Australia's competition regulator said in March 2025 that it would not oppose Vocus Group's proposed acquisition of TPG Telecom's fixed-line enterprise, government and wholesale business, customer base, fibre and transmission networks. The ACCC review focused on data network and connectivity services for large enterprise and government customers and concluded that remaining competitive alternatives were enough to keep the deal from substantially lessening competition.

The final regulatory step came later. Vocus said in July 2025 that the Foreign Investment Review Board process had cleared the transaction, with the Australian Commonwealth Government raising no objection. TPG told the ASX the same clearance was the final Australian regulatory approval needed for completion. That sequencing matters: ACCC clearance answered the competition question; FIRB clearance removed the remaining government-approval condition.

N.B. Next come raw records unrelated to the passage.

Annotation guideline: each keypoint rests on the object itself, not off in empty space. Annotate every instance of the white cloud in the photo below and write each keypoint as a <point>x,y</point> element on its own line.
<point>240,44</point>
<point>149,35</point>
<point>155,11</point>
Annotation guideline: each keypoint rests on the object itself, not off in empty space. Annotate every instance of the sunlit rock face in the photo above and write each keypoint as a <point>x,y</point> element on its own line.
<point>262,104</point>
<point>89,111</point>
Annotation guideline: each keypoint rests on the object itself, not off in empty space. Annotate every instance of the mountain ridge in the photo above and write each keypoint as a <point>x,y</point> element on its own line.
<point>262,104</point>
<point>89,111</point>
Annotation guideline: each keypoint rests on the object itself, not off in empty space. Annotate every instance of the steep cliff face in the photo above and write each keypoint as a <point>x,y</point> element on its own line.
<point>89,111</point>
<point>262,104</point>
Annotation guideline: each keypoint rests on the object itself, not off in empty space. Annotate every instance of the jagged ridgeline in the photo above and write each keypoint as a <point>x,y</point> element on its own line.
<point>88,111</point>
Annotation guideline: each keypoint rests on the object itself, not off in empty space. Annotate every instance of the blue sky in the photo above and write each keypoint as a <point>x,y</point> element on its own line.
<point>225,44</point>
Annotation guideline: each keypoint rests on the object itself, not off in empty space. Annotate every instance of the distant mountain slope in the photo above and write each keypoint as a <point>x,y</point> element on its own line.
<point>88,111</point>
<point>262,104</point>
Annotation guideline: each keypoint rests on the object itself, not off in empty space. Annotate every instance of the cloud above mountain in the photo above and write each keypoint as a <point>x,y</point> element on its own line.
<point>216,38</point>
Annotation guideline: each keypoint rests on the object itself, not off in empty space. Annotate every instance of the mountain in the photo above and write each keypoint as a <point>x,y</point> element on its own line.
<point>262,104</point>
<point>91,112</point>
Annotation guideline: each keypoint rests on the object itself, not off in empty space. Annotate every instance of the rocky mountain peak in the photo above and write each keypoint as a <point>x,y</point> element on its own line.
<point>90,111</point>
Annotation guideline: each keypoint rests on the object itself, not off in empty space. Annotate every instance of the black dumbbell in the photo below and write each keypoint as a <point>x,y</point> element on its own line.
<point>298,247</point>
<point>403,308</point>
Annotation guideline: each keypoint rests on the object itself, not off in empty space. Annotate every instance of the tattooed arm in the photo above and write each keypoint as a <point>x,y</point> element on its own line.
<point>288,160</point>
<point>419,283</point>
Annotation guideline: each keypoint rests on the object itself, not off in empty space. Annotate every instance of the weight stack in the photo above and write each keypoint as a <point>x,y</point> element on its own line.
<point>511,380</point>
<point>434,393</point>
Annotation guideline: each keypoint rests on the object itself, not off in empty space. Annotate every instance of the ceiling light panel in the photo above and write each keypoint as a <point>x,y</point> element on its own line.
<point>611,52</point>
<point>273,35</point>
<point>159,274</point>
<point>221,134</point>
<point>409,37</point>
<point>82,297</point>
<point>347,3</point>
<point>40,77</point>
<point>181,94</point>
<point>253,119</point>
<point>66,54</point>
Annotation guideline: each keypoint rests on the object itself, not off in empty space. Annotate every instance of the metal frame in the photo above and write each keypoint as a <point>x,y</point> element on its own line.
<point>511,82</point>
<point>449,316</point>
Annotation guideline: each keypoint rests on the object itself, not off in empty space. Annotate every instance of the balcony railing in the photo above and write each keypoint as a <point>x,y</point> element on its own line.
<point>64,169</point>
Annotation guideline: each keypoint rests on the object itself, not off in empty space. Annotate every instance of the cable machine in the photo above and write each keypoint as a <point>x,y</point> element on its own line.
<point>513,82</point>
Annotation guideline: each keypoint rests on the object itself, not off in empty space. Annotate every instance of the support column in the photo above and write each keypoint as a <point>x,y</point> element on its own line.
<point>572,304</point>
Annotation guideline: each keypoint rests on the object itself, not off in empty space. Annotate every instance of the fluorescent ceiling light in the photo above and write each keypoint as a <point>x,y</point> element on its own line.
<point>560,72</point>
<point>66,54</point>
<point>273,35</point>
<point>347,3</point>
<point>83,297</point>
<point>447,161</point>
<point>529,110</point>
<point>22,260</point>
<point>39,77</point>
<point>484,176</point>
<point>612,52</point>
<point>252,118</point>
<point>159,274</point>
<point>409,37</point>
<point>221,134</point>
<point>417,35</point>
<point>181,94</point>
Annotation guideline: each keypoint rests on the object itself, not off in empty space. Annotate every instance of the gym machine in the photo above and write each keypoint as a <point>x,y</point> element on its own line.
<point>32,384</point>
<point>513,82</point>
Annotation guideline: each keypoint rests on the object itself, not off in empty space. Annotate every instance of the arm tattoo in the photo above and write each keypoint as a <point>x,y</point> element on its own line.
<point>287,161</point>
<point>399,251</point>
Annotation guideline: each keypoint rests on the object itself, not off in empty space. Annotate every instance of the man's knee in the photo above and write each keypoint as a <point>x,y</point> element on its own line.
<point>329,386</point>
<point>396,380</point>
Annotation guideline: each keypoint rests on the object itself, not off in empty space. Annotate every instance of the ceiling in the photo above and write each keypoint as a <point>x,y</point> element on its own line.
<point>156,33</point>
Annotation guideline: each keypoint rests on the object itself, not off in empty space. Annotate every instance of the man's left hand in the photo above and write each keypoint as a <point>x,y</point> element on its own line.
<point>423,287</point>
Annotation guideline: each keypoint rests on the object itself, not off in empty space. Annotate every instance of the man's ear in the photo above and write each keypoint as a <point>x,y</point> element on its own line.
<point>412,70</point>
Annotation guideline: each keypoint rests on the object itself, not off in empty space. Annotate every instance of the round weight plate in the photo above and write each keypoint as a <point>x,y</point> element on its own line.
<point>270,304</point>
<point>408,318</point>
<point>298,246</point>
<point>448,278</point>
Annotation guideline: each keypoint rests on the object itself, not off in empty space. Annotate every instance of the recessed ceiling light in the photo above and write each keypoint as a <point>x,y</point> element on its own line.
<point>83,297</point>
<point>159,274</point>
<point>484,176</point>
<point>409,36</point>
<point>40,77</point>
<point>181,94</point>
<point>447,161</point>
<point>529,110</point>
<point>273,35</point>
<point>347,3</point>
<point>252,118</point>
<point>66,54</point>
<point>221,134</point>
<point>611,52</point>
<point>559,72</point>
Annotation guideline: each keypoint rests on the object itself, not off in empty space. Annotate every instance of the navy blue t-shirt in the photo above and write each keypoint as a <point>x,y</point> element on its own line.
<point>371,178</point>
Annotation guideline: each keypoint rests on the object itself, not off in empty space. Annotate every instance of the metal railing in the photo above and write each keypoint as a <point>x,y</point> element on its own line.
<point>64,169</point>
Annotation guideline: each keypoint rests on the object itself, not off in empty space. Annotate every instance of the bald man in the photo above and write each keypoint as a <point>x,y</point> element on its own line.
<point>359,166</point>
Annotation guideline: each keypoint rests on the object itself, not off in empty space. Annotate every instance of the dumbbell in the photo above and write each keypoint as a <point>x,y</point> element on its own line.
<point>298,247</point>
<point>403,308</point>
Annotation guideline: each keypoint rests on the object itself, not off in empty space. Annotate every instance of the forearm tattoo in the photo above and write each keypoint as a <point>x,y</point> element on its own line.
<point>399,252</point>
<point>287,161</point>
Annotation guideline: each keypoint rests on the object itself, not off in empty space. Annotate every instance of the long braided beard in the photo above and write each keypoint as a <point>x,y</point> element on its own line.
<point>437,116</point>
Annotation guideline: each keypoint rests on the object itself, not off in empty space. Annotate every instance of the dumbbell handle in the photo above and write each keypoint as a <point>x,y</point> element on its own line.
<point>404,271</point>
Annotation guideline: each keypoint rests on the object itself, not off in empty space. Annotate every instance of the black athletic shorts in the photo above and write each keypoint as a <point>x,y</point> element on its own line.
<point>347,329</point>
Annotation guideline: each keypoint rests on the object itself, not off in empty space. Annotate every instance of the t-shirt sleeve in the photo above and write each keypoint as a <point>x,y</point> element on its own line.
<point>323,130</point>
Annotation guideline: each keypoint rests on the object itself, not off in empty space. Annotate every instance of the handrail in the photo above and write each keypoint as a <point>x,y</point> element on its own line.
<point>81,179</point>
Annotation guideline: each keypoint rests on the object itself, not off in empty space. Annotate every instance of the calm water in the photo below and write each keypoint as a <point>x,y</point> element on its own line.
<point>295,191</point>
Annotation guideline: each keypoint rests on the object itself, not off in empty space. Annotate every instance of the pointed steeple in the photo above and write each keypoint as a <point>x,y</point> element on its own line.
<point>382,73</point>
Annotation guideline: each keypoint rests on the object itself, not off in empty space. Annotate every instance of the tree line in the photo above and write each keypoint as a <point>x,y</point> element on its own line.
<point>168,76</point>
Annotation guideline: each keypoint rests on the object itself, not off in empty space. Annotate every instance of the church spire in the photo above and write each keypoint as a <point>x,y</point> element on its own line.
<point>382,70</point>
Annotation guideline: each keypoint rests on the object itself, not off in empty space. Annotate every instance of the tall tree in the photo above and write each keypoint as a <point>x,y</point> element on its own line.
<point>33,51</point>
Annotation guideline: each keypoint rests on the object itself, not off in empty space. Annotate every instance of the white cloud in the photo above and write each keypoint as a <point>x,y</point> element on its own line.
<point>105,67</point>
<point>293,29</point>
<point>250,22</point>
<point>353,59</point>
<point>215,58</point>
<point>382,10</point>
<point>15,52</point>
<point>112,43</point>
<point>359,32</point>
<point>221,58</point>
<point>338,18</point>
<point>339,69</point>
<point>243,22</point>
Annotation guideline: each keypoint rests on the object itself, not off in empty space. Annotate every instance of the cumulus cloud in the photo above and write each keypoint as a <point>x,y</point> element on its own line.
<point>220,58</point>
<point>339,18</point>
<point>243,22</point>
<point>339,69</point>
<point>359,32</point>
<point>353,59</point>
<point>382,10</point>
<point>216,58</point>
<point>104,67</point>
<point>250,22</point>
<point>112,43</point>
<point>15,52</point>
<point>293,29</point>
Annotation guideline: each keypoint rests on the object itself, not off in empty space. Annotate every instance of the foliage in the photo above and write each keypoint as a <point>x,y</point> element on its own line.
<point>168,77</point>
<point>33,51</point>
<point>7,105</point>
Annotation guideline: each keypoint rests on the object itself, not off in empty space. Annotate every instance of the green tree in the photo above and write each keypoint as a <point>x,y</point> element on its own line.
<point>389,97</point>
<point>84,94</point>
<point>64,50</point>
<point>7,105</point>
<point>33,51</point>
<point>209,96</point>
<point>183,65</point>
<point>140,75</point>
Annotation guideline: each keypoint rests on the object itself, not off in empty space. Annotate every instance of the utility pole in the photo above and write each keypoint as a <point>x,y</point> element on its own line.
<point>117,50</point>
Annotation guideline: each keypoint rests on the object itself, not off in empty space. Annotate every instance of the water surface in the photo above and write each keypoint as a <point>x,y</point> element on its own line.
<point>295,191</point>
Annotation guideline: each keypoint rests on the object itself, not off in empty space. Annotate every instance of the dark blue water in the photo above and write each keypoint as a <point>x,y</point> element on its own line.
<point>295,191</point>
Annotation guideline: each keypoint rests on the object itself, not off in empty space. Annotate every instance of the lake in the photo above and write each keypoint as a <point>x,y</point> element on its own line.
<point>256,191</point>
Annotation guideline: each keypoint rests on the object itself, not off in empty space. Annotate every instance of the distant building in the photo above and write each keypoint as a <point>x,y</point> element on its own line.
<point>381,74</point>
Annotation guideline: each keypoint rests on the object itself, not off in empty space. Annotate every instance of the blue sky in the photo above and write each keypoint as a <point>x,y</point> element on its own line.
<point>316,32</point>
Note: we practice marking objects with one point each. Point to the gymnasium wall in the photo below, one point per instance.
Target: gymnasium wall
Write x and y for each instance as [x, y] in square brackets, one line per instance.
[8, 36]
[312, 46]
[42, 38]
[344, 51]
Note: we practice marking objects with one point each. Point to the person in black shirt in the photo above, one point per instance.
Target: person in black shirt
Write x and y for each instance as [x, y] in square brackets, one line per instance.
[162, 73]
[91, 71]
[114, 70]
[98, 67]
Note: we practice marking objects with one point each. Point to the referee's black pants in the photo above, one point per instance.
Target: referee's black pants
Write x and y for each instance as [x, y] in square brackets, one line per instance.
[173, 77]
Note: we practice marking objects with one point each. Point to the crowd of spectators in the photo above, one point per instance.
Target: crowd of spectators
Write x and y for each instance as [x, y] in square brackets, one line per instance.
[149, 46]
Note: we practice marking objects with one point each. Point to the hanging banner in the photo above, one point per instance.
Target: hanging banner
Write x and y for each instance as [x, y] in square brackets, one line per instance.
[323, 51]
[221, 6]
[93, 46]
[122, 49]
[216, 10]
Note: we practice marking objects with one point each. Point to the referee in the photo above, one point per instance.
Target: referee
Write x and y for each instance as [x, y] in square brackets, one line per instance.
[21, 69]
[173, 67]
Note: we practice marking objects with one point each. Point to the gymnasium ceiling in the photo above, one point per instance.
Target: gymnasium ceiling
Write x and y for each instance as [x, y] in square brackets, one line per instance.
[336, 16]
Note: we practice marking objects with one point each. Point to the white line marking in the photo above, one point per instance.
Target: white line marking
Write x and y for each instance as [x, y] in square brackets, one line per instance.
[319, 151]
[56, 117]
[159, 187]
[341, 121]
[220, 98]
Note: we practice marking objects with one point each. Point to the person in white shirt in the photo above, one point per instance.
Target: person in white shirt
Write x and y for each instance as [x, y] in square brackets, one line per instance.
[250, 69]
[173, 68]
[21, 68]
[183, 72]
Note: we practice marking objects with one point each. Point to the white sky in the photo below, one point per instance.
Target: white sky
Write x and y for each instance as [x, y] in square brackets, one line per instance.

The operating surface is wholesale fibre scale. Vocus said completion brought together its own Australian footprint with TPG fibre infrastructure, enterprise and government fixed customers, international submarine cables and Vision Network's wholesale residential broadband business. Vocus also said the enlarged business would operate more than 50,000 km of owned fibre, nearly 15,000 km of global submarine cables and close to 20,000 connected buildings.

The deal also changes TPG's control position. Vocus and TPG described a long-term strategic partnership that gives TPG ongoing access to Vocus fibre infrastructure, while TPG retains its mobile radio network, consumer mobile and fixed consumer and small-office businesses. The practical watchpoint is not whether the asset sale happened; it is whether Vocus' larger fixed-network base improves wholesale choice or becomes a bottleneck that enterprise, government and carrier customers must route around.